Professor Stephen Salter of Edinburgh University, one of Britain's leading marine energy experts, estimates that the Pentland Firth alone could generate up to a quarter of Britain's electricity – more than is now being provided by all the country's nuclear power stations – making the channel between Orkney and the north Scottish mainland "the Saudi Arabia of marine energy."
Martin Wright, managing director of Marine Current Turbines, calls the firth, the "Mount Everest" of the industry, and describes its tidal currents as "the equivalent of an underwater hurricane". Every second, about 2.5 million cubic metres of water – enough to fill 1,000 Olympic swimming pools – passes at a speed of up to 12 knots across a line traced across the Firth.
This is just the biggest of a host of potential sites, usually where the tides are speeded up by being squeezed through narrow channels, forming one of the most intense resources provided by any form of renewable energy. In all, the Government estimates, Britain has about half of all Europe's such "tidal stream" potential and between 10 and 15 per cent of what has been identified worldwide, making it uniquely blessed.
Some 24 technologies, at various stages of research and development, have been put forward for exploiting tidal currents, but SeaGen – invented by Peter Fraenkel – a renewable energy pioneer who is now Marine Current Turbines' technical director (see right) is well in the lead.
In 2003 a smaller prototype, called Seaflow, was installed off Lynmouth in Devon becoming the first renewable energy device, powered by the sea, to be installed in the open ocean anywhere in the world. It operated through three winters, with regular force 8 gales, without any important technical failures – with an overall performance that exceeded expectations. Dr Fraenkel says it "proved the feasibility" of the technology.
He adds that SeaGen – four times as powerful, with a capacity of 1.2 megawatts – "is the world's first commercial scale system for generating electricity from marine currents" – and is "needed to prove economic and commercial feasibility".

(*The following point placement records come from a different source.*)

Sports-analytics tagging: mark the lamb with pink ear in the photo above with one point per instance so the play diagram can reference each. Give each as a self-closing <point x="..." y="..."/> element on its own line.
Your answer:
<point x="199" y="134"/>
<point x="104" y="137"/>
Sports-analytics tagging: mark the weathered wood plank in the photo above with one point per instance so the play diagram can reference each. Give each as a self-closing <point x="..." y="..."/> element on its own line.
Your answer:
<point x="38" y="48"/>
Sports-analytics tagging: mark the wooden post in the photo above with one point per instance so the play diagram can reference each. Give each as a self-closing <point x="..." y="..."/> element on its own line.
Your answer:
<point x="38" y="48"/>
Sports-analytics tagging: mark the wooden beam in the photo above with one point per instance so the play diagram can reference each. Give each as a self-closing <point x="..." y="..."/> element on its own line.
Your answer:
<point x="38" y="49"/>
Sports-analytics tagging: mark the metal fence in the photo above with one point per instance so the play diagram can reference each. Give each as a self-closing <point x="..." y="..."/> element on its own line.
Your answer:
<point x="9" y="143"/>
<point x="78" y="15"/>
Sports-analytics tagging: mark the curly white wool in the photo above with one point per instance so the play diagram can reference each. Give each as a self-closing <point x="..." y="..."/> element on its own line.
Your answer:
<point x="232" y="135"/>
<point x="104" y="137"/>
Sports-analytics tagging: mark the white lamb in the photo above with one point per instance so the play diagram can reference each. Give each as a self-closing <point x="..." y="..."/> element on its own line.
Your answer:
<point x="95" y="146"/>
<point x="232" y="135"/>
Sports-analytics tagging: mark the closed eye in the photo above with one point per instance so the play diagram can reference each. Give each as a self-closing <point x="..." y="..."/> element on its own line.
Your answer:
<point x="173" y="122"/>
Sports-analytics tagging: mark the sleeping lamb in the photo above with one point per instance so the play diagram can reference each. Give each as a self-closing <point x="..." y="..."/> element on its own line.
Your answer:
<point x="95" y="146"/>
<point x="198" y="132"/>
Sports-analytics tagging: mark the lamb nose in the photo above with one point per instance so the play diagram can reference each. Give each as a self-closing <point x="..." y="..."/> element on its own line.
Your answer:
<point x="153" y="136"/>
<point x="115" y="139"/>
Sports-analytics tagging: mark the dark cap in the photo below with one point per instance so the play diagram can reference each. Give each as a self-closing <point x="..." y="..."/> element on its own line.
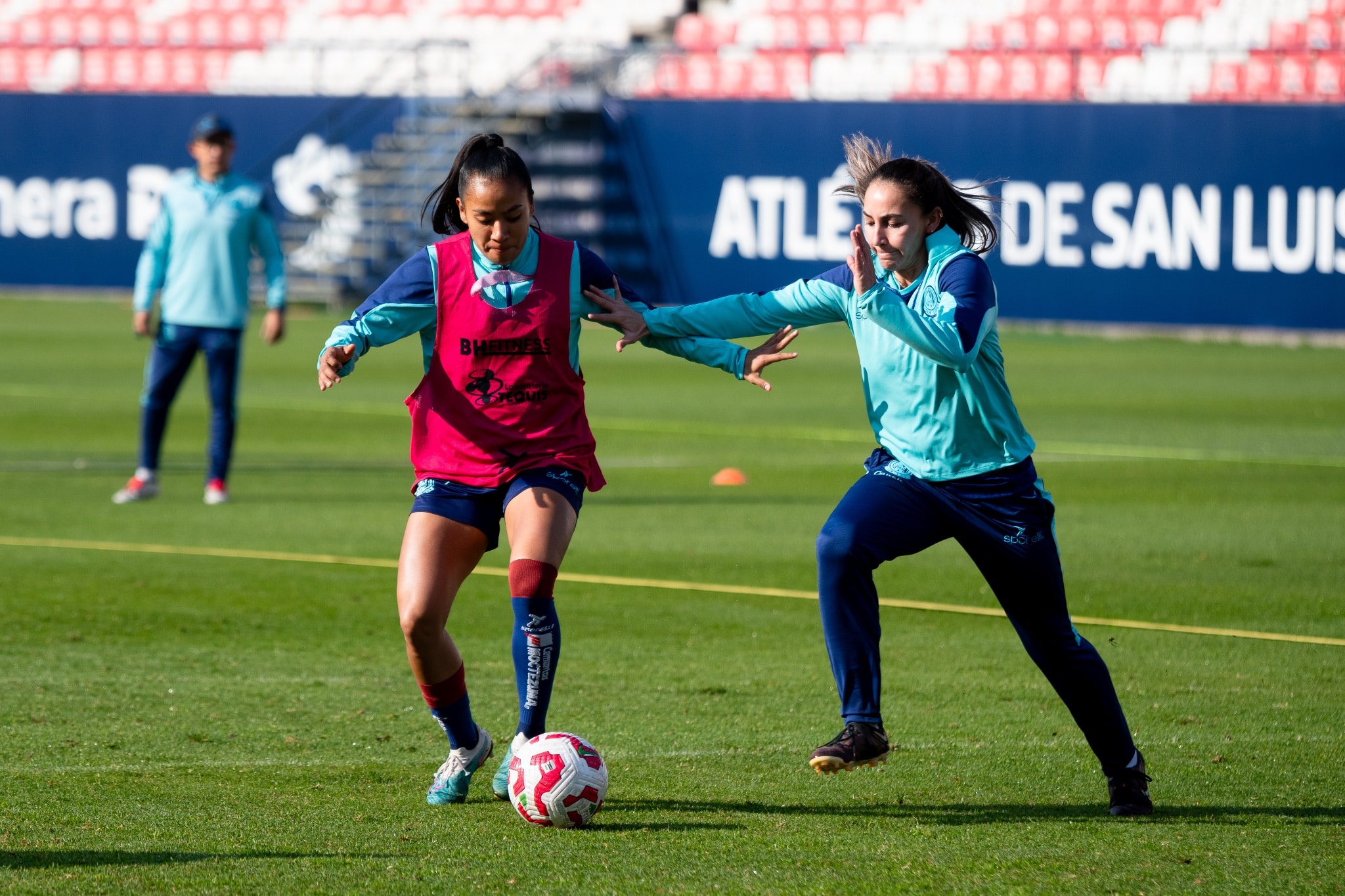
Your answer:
<point x="210" y="127"/>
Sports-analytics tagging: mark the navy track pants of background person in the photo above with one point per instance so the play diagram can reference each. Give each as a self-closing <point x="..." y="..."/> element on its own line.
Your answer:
<point x="1003" y="521"/>
<point x="170" y="359"/>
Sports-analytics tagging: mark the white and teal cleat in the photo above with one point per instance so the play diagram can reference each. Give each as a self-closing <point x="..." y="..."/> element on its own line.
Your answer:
<point x="455" y="775"/>
<point x="499" y="784"/>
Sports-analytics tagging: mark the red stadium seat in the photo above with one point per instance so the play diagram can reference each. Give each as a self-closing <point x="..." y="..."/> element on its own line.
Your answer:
<point x="958" y="77"/>
<point x="1320" y="33"/>
<point x="121" y="30"/>
<point x="927" y="79"/>
<point x="1015" y="34"/>
<point x="1080" y="34"/>
<point x="848" y="30"/>
<point x="992" y="77"/>
<point x="1057" y="77"/>
<point x="701" y="74"/>
<point x="1293" y="77"/>
<point x="984" y="35"/>
<point x="1047" y="33"/>
<point x="11" y="69"/>
<point x="1114" y="34"/>
<point x="1328" y="78"/>
<point x="669" y="77"/>
<point x="1225" y="81"/>
<point x="1289" y="37"/>
<point x="1024" y="77"/>
<point x="1145" y="32"/>
<point x="1259" y="78"/>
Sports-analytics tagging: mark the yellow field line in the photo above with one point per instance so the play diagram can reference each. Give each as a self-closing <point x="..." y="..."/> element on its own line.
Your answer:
<point x="640" y="584"/>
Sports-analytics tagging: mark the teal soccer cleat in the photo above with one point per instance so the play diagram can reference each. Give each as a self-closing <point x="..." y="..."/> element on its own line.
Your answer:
<point x="455" y="775"/>
<point x="499" y="784"/>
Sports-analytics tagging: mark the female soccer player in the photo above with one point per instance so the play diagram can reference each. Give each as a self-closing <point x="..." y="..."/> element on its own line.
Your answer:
<point x="498" y="429"/>
<point x="953" y="458"/>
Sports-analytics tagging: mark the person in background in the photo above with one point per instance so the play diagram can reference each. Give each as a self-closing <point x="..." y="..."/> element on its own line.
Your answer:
<point x="197" y="254"/>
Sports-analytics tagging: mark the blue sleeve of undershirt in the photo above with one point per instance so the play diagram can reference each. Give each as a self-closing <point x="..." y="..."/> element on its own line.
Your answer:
<point x="954" y="333"/>
<point x="401" y="307"/>
<point x="595" y="272"/>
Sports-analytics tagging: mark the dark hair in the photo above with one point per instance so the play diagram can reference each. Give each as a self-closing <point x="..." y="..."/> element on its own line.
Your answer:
<point x="482" y="156"/>
<point x="923" y="184"/>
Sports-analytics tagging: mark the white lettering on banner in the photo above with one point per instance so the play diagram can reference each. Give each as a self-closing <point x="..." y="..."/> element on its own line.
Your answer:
<point x="1107" y="199"/>
<point x="1300" y="258"/>
<point x="1149" y="232"/>
<point x="1196" y="226"/>
<point x="1013" y="247"/>
<point x="1060" y="224"/>
<point x="734" y="221"/>
<point x="38" y="209"/>
<point x="1246" y="257"/>
<point x="834" y="217"/>
<point x="146" y="186"/>
<point x="798" y="244"/>
<point x="762" y="215"/>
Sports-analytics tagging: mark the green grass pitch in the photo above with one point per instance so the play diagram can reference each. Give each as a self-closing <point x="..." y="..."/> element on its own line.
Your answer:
<point x="215" y="725"/>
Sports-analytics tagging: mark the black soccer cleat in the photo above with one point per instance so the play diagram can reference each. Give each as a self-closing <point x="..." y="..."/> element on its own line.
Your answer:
<point x="1129" y="792"/>
<point x="861" y="743"/>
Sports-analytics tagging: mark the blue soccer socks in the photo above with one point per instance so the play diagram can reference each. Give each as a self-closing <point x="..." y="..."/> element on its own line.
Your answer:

Originally designed to be installed in 2006, it was held up by a series of events including the commercial takeover of the company due to install it, and an accident to a vessel due to carry it.
Hmmm - sounds like there is some good tinfoil potential in that story !
The Independent also says that "Sea levels are rising too fast for the Thames Barrier".
A fear that sea levels will rise far faster than predicted this century has led to a revision of the plan to protect London from a devastating flood caused by the sort of storm surge in the North Sea that resulted in the closure of the Thames Barrier yesterday.
It was the 108th time that the barrier had to be closed since it became operational in 1982 but scientists are concerned that rapidly rising sea levels could significantly shorten the expected lifespan of one of the world's biggest anti-flood structures.
When the Thames Barrier was being designed in the 1970s, global average sea levels were rising at about 1.8 millimetres a year and global warming was not seen as a threat, but in the past 15 years the rate has nearly doubled to about 3.1mm a year and many scientists expect it to accelerate still further.
Sea levels are rising even faster in south-east England because of local effects, such as land sinking, but officials for the Environment Agency said that the barrier is designed to cope with an 8mm-per-year rate of sea level increase yet still meet its design specifications – such as coping with a one-in-a-thousand-year storm surge by 2030. ...
The Thames Barrier protects about £80bn worth of buildings and capital infrastructure in London. Some 1.25 million people live or work in the at-risk area.